Разум Чанниса тщетно пытался найти выход в виде предупреждающего возгласа, но слова застревали в его устах. Он мог только излучать постоянный поток страха… страха…

Мул был безмятежен.

— Вы, конечно, знаете о разрушении Ределла?

— Знаю. Нападение вашего флота было нами предугадано.

— Я тоже так полагал. Но не предотвращено, не так ли? — добавил Мул злорадно.

— Действительно, предотвратить его нам не удалось.

Эмоциональная символика Первого Спикера в этот момент была ясна. Она выражала бесконечное негодование и отвращение к самому себе.

— И вина здесь в основном лежит на мне, а не на вас. Кто мог пять лет назад представить вашу мощь?
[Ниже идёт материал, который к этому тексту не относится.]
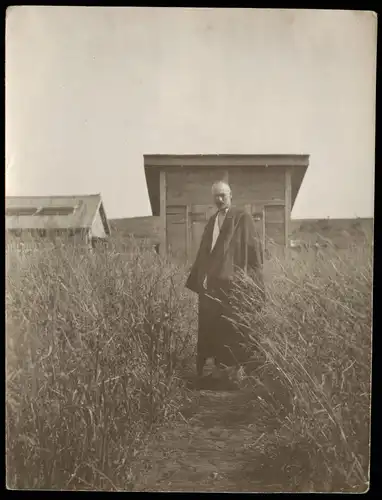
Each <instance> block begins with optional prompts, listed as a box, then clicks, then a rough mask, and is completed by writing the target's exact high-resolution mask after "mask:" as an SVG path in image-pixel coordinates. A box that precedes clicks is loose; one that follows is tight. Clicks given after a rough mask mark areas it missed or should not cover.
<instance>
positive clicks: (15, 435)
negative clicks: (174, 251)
mask: <svg viewBox="0 0 382 500" xmlns="http://www.w3.org/2000/svg"><path fill="white" fill-rule="evenodd" d="M114 246H115V248H113V249H108V250H100V251H97V252H95V253H89V252H87V251H84V250H81V249H80V248H74V247H64V246H63V247H61V248H60V247H53V246H52V247H51V248H49V247H46V248H45V249H43V250H39V251H31V252H29V253H23V254H20V253H18V252H16V251H15V250H8V252H7V282H6V325H7V344H6V346H7V359H6V376H7V381H6V384H7V398H6V440H7V485H8V487H9V488H12V489H24V488H38V489H98V490H133V489H134V485H135V484H136V483H137V482H138V481H139V477H138V475H139V474H140V473H142V468H140V463H141V461H142V457H143V456H144V454H145V450H146V449H147V446H148V445H149V444H150V441H151V440H152V439H153V436H154V435H155V432H156V429H157V428H158V427H159V426H163V425H168V426H169V427H171V426H175V425H176V422H177V421H178V419H179V418H181V417H180V411H181V409H182V407H183V406H184V404H185V402H186V400H188V399H189V398H190V394H189V391H187V389H186V387H185V383H184V381H183V374H184V373H187V372H190V370H193V367H194V362H195V360H194V355H195V343H196V328H197V309H196V297H195V296H194V295H193V294H191V293H189V292H188V291H187V290H185V288H184V282H185V278H186V270H185V269H184V268H182V267H180V266H176V265H174V264H171V263H170V262H168V261H166V260H164V259H162V258H161V257H159V256H158V255H157V254H155V253H153V252H151V251H150V250H147V249H143V248H141V247H139V246H137V245H132V246H130V247H129V248H128V249H127V248H125V247H124V246H123V245H122V244H118V243H115V245H114ZM265 276H266V284H267V303H266V306H265V308H264V310H263V311H262V313H261V314H257V313H256V314H255V313H254V312H253V309H254V308H253V300H254V299H253V297H254V294H253V288H252V287H253V285H252V284H251V282H250V281H248V280H246V279H243V280H241V282H240V283H238V289H237V293H238V295H237V303H236V308H237V312H238V313H239V317H240V321H239V323H240V324H238V325H237V326H238V328H239V329H240V330H241V331H242V332H243V335H244V339H245V342H246V344H247V346H248V348H249V349H251V351H252V352H253V354H254V356H257V357H258V359H260V360H261V363H260V364H259V365H258V367H257V369H256V371H254V372H253V373H252V375H251V376H250V377H249V378H247V379H245V380H243V381H242V384H243V387H244V386H245V387H246V388H249V390H250V392H251V394H252V398H253V401H256V405H257V409H258V417H257V421H256V422H254V424H256V427H257V432H259V429H260V430H261V432H262V434H263V436H265V437H263V438H262V440H261V442H259V444H258V445H256V443H255V436H254V443H253V444H254V445H253V447H252V453H254V454H256V456H257V457H258V456H261V457H263V461H264V463H266V464H267V467H268V469H269V468H270V469H272V467H273V469H272V470H273V471H274V472H273V473H274V474H278V475H279V476H280V475H282V474H284V475H285V481H286V482H287V483H288V485H289V486H290V488H292V490H293V488H295V489H296V490H298V489H299V488H301V484H309V485H310V486H309V487H310V488H311V489H312V490H314V491H324V490H325V491H339V490H341V489H342V490H345V491H358V492H359V491H365V490H366V489H367V484H368V469H369V446H368V445H369V414H370V363H371V318H372V312H371V311H372V247H371V244H365V245H362V246H358V247H356V248H351V247H349V248H348V249H347V250H342V251H340V252H339V251H333V250H330V249H326V250H325V253H323V254H320V253H318V254H315V255H312V254H311V253H310V252H308V251H307V252H306V253H305V254H304V253H302V254H300V255H299V257H298V258H297V259H293V260H292V259H290V260H280V259H279V260H277V259H272V260H270V261H269V262H267V263H266V267H265ZM182 418H184V417H182ZM249 474H253V475H256V470H253V471H250V472H249ZM280 477H281V476H280Z"/></svg>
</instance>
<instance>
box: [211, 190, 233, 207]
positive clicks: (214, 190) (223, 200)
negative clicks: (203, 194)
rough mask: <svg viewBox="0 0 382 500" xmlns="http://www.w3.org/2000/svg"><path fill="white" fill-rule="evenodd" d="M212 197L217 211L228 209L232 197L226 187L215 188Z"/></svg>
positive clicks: (228, 190)
mask: <svg viewBox="0 0 382 500" xmlns="http://www.w3.org/2000/svg"><path fill="white" fill-rule="evenodd" d="M212 195H213V197H214V201H215V205H216V206H217V208H218V209H219V210H223V209H226V208H230V206H231V201H232V196H231V190H230V189H229V187H228V186H225V185H224V184H222V185H217V186H215V187H214V189H213V192H212Z"/></svg>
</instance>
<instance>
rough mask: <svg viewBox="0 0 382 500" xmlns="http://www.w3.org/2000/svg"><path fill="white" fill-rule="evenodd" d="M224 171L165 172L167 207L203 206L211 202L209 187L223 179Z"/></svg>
mask: <svg viewBox="0 0 382 500" xmlns="http://www.w3.org/2000/svg"><path fill="white" fill-rule="evenodd" d="M224 175H225V169H217V168H204V167H195V168H191V167H188V168H182V169H177V170H171V169H169V170H168V171H167V176H166V181H167V205H198V204H200V205H204V204H209V203H211V201H212V196H211V187H212V184H213V183H214V182H215V181H218V180H221V179H223V178H224Z"/></svg>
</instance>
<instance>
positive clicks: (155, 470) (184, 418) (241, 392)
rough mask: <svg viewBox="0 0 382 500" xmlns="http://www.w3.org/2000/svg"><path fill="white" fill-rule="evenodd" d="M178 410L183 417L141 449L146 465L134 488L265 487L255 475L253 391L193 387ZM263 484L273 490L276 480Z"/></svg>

С самого начала — со времени захвата вами Калгана, — у нас появилось подозрение, что вы обладаете силой эмоционального контроля. Это нас не слишком удивило, Первый Гражданин, и я объясню вам, почему именно.

Способ эмоционального контакта, тот, которым обладаем мы с вами, не есть нечто совершенно новое. По сути, он неявно присутствует в человеческом мозгу. Большинство людей может читать в поверхностном слое эмоций, прагматически связывая их с выражением лица, тоном голоса и тому подобным. Немалое число животных обладает этим умением в еще большей степени: они эффективнее используют обоняние, а эмоции их, конечно, менее сложны.

Люди в действительности способны на бесконечно большее, но с развитием речи миллион лет назад дар прямого эмоционального контакта начал атрофироваться. Восстановление этого забытого чувства, хотя бы частично, явилось огромным достижением нашего Второго Установления.

Но мы не рождаемся с этим. Миллион лет угасания — солидное препятствие. Мы вынуждены развивать это чувство, упражнять его, подобно тому, как упражняем наши мышцы. И тут-то и выявляется различие между вами и мной. Вы-то с ним родились.

Рассчитать этот факт мы смогли. Мы смогли рассчитать также воздействие подобного дара на личность, погруженную в мир людей, им не обладающих. Зрячий в королевстве слепых… Мы подсчитали пределы, до которых могла бы дойти ваша мания величия, и думали, что ко всему подготовились. Но мы оказались не готовы к двум факторам.

Первым оказался исключительный диапазон действия вашего чувства. Мы в состоянии вступать в эмоциональный контакт только в зоне прямой видимости — вследствие чего мы более беззащитны против физического оружия, чем вы думаете. Ведь зрение играет такую огромную роль.